The field of fractions of a field $F$ is isomorphic to $F$

Let $F$ be a field and let $\newcommand{\Fract}{\operatorname{Fract}}$ $\Fract(F)$ be the field of fractions of $F$; that is, $\Fract(F)= \{ {a \over b } \mid a \in F , b \in F \setminus \{ 0 \} \}$. I want to show that these two fields are isomorphic. I suggest this map

$$ F \to \Fract(F) \ ; \ a \mapsto {a\over a^{-1}} ,$$

for $a \neq 0$ and $0 \mapsto 0$, but this is not injective as $a$ and $-a$ map to the same image. I was thinking about the map $ \Fract(F) \rightarrow F ;\; a/b\mapsto ab^{-1}$ and this is clearly injective. It is also surjective as $a/1 \mapsto a$. Is this the desired isomorphism?

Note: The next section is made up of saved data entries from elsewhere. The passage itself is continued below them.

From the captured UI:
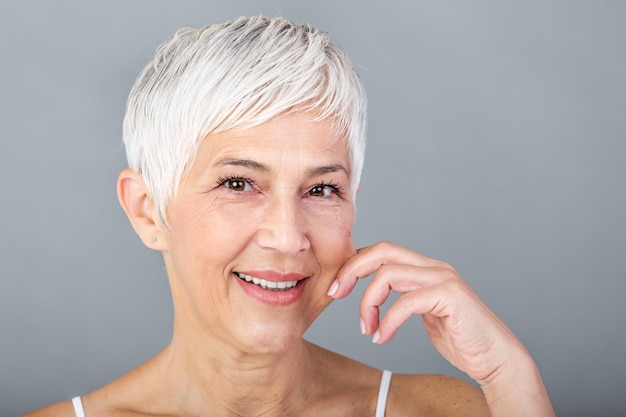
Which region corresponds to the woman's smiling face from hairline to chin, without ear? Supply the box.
[164,113,355,350]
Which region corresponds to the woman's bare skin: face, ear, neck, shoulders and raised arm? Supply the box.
[28,113,553,417]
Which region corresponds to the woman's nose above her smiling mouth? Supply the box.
[256,193,311,255]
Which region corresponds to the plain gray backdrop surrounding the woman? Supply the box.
[0,0,626,417]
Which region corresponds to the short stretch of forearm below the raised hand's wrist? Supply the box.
[481,353,556,417]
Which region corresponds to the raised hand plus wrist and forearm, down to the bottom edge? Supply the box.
[329,242,555,417]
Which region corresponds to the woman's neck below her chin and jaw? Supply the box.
[159,316,319,416]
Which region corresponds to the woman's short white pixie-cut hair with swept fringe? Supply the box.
[123,16,366,226]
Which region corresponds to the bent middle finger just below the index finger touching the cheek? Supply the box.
[360,265,457,334]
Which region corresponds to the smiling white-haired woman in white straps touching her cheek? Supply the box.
[24,17,554,417]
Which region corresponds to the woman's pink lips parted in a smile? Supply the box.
[232,270,309,306]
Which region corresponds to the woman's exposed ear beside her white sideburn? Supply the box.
[117,168,165,250]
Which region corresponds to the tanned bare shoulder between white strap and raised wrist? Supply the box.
[387,374,491,417]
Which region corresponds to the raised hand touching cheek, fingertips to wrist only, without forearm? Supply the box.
[329,242,527,384]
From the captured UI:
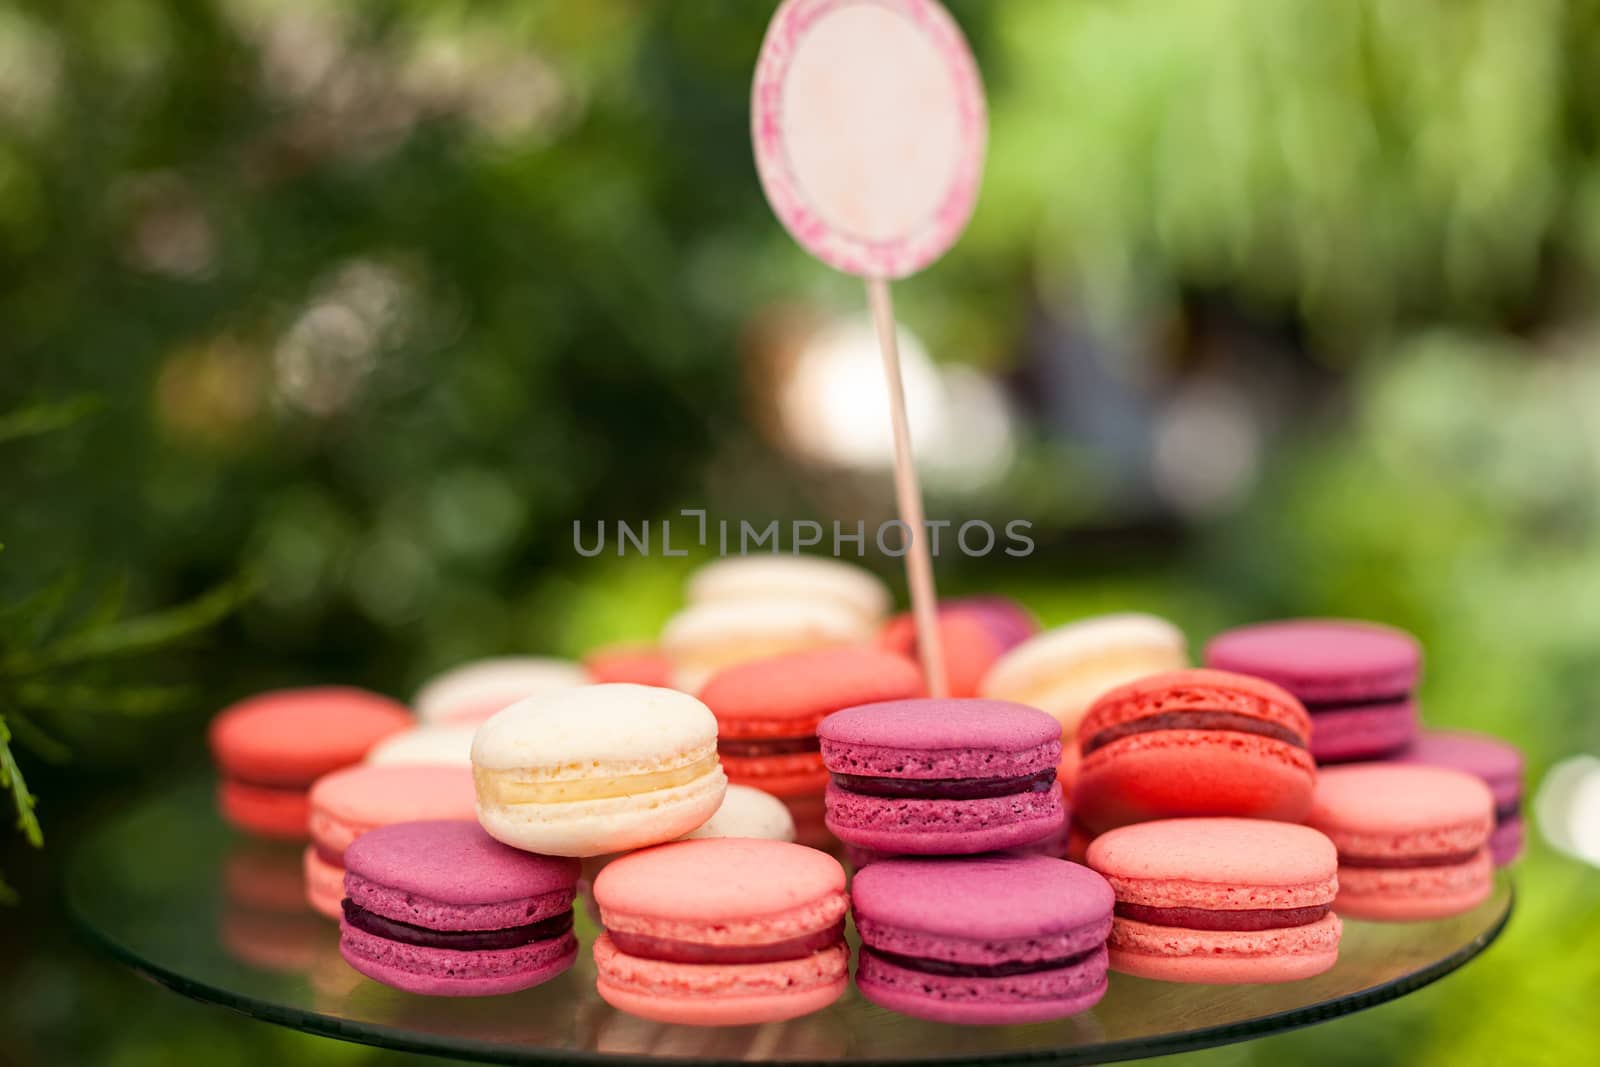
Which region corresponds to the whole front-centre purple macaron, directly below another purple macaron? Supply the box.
[851,856,1112,1025]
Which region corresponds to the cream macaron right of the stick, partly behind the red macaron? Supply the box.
[978,613,1189,742]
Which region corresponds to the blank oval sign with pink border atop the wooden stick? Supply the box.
[750,0,989,278]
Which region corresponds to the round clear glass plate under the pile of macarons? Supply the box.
[67,782,1512,1067]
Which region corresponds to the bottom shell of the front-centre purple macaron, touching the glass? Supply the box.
[856,947,1106,1025]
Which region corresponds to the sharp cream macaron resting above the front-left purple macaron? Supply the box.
[472,683,728,856]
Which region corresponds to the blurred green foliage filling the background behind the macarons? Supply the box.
[0,0,1600,1064]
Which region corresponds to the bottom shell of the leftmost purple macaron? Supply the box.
[339,923,578,997]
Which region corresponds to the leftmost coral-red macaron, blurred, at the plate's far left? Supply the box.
[208,686,414,841]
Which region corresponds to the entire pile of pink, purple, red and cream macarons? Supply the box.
[211,588,1522,1025]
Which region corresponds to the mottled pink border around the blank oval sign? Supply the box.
[750,0,989,278]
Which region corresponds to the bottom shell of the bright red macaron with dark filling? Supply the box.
[1072,729,1317,833]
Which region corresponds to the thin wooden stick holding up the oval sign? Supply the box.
[867,278,949,696]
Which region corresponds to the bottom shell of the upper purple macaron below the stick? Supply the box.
[826,782,1067,856]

Let $F$ be a field and $Fract(F)=\{\frac{a}{b} \;|\; a\in F, b\in F, b\not = 0 \} $ modulo the equivalence relation $\frac{a}{b}\sim \frac{c}{d}\Longleftrightarrow ad=bc$. We exhibit a map that is a field isomorphism between $F$ and $Fract(F)$. Every fraction field of an integral domain $D$ comes with a canonical ring homomorphism $$\phi: D\rightarrow Fract(D);\; d\mapsto \frac{d}{1}$$ This map is clearly injective.

In the case $D$ is a field $F$, this canonical map is an isomorphism with inverse $$Fract(F)\rightarrow F;\; {a\over b} \mapsto ab^{-1}$$